Short sellers are swinging back after losing USD 2.2 billion from AMC’s rally last week. There are theories of traders pulling out all the stops — including the illegal practice of naked shorting, which is currently trending on Twitter.
Double-Digit Percentage Gains
Shares of AMC have galloped 16% today but still failed to cross the psychologically important USD 60 level, where the movie chain stock closed above on June 2 for the first time. While AMC might be off its peak, investors don’t have much to clamor about considering that the stock has skyrocketed more than 467% since early May.
Fellow WallStreetBets stock GameStop is tacking on close to 11% in today’s session. The stock has gained more than 1,400% year-to-date for a market cap of USD 19.4 billion. GameStop investors have proven to be a loyal bunch as it hasn’t always been easy to hold. But those who have stuck around continue to be rewarded with more potential runway for gains.

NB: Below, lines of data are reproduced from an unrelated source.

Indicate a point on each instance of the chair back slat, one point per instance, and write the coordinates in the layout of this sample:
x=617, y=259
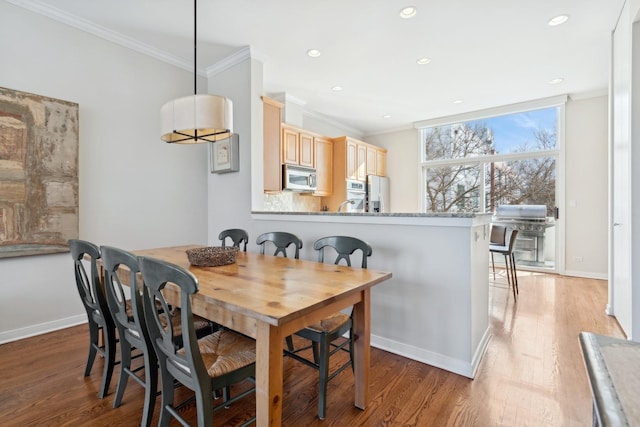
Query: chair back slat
x=345, y=246
x=186, y=366
x=282, y=240
x=237, y=236
x=88, y=282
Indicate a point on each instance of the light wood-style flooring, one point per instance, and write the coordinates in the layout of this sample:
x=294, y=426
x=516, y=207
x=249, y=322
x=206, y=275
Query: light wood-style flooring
x=531, y=375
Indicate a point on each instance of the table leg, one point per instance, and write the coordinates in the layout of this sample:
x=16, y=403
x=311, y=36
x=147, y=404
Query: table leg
x=268, y=375
x=361, y=349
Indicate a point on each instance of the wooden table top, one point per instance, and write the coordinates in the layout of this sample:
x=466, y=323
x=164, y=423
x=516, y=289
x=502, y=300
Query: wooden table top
x=271, y=289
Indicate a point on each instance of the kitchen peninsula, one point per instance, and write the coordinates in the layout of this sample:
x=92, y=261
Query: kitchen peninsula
x=435, y=308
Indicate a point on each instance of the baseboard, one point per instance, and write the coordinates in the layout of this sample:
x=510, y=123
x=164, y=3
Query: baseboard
x=480, y=350
x=447, y=363
x=42, y=328
x=586, y=274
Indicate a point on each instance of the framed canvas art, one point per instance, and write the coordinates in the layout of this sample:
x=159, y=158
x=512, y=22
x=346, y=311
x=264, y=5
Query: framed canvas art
x=38, y=174
x=224, y=155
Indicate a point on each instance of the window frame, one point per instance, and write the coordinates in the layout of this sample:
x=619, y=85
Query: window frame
x=553, y=102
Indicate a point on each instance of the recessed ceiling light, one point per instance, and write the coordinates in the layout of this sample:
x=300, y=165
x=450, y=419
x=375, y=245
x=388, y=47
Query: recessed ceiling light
x=560, y=19
x=408, y=12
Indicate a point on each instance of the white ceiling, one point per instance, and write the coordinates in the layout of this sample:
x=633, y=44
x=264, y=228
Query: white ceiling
x=486, y=53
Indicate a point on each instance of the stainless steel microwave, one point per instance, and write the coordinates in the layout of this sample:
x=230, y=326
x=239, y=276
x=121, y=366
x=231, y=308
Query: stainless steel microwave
x=296, y=178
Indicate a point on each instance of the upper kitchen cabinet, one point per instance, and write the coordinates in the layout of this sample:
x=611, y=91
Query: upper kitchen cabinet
x=381, y=162
x=359, y=159
x=297, y=147
x=272, y=117
x=324, y=165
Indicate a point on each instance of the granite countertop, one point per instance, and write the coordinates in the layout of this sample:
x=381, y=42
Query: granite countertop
x=378, y=214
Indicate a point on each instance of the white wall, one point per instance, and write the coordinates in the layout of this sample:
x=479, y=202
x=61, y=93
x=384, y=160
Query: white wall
x=135, y=190
x=403, y=168
x=586, y=187
x=586, y=181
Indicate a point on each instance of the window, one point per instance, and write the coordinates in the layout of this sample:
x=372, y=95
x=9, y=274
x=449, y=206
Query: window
x=477, y=164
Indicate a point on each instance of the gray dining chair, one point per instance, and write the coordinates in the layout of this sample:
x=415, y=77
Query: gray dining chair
x=213, y=362
x=237, y=236
x=99, y=318
x=326, y=336
x=281, y=240
x=121, y=270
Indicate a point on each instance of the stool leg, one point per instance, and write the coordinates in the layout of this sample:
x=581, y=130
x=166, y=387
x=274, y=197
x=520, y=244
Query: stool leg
x=493, y=266
x=515, y=275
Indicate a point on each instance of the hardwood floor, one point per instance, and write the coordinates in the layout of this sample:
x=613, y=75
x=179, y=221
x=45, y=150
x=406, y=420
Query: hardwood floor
x=531, y=375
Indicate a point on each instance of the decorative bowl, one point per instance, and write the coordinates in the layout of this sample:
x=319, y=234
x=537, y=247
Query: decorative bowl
x=212, y=256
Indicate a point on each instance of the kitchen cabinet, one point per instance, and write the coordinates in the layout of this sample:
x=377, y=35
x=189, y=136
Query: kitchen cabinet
x=381, y=162
x=297, y=147
x=324, y=166
x=272, y=118
x=353, y=159
x=372, y=155
x=307, y=150
x=290, y=145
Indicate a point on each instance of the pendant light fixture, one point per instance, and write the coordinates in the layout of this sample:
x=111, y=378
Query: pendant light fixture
x=198, y=118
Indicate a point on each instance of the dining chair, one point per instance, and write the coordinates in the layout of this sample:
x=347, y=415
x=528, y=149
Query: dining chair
x=237, y=236
x=509, y=260
x=326, y=336
x=132, y=329
x=213, y=362
x=498, y=237
x=86, y=254
x=282, y=240
x=121, y=270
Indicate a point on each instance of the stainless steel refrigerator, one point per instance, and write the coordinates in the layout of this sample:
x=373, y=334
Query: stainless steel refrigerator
x=377, y=199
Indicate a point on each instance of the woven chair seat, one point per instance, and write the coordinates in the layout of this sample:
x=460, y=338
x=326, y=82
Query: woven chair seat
x=225, y=351
x=199, y=323
x=330, y=323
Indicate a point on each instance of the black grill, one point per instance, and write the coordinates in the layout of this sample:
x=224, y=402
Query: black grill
x=531, y=222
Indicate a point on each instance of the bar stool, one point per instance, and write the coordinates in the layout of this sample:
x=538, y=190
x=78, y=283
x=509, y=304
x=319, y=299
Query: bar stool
x=509, y=260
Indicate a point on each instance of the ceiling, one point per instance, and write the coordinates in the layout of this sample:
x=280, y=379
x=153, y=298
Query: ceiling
x=484, y=53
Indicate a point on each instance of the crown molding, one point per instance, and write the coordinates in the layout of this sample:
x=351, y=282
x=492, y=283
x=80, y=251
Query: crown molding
x=234, y=59
x=329, y=120
x=577, y=96
x=99, y=31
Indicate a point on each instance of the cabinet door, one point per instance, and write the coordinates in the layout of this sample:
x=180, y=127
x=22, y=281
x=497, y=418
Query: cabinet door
x=381, y=162
x=361, y=173
x=324, y=166
x=272, y=117
x=352, y=160
x=371, y=160
x=307, y=150
x=290, y=154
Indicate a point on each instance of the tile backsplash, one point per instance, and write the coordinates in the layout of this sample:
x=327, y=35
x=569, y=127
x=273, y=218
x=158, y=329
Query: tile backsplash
x=289, y=201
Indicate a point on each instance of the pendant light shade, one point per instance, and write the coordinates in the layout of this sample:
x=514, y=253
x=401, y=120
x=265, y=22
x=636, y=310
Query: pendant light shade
x=196, y=119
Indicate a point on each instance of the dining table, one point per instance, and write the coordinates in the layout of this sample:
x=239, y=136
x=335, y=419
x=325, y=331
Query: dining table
x=269, y=298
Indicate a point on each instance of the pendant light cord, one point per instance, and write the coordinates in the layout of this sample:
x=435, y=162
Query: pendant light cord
x=195, y=47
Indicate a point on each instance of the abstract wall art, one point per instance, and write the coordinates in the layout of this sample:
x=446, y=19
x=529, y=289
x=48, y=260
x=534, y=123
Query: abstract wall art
x=38, y=174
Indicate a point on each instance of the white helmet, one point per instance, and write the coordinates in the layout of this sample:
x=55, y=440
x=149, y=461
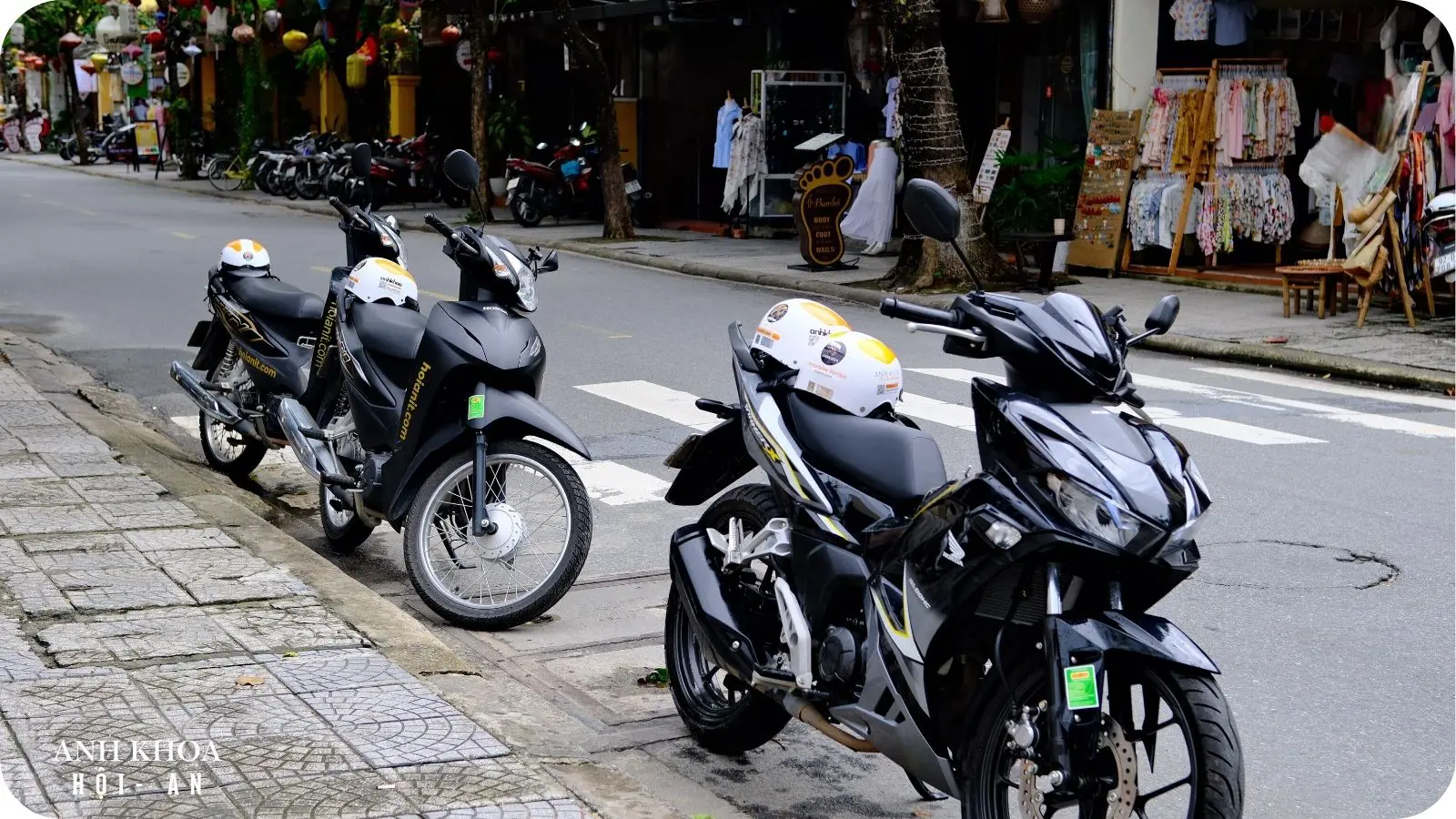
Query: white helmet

Ihor Dusaniwsky, managing director of predictive analytics at S3 Partners, revealed in a tweet that GMC and AMC each have a short squeeze risk score attached of 10 out of a possible 10.
Source: TwitterNaked Short-Selling
Meanwhile, the WallStreetBets crowd has taken over Twitter, with #nakedshorting trending on the social media site. To be clear, unlike regular shorting, which is legal, naked selling is not legal. It has to do with selling shares that have not been issued yet. Nonetheless, it still happens in the market.
Naked shorting is how 140% of GameStop’s float can have short interest, as pointed out by Charles Payne on Fox Business. Christian, Smith & Jewell Law Firm Attorney Wes Christian said he blames the prime brokers that are custodying the assets as well as market makers for this behavior.
The meme stocks have captured the attention of regulators, who say that they are monitoring the market for any manipulation and that they are looking to “protect retail investors.”
In the interim, retail investors appear to have hedge fund traders on the defense. Interactive Brokers Chairman Thomas Peterffy has some advice for them: don’t short meme stocks or you’ll come out on the losing side of the bet. He said stocks such as AMC have the potential to reach “unimaginable highs” that can leave traders holding the bag.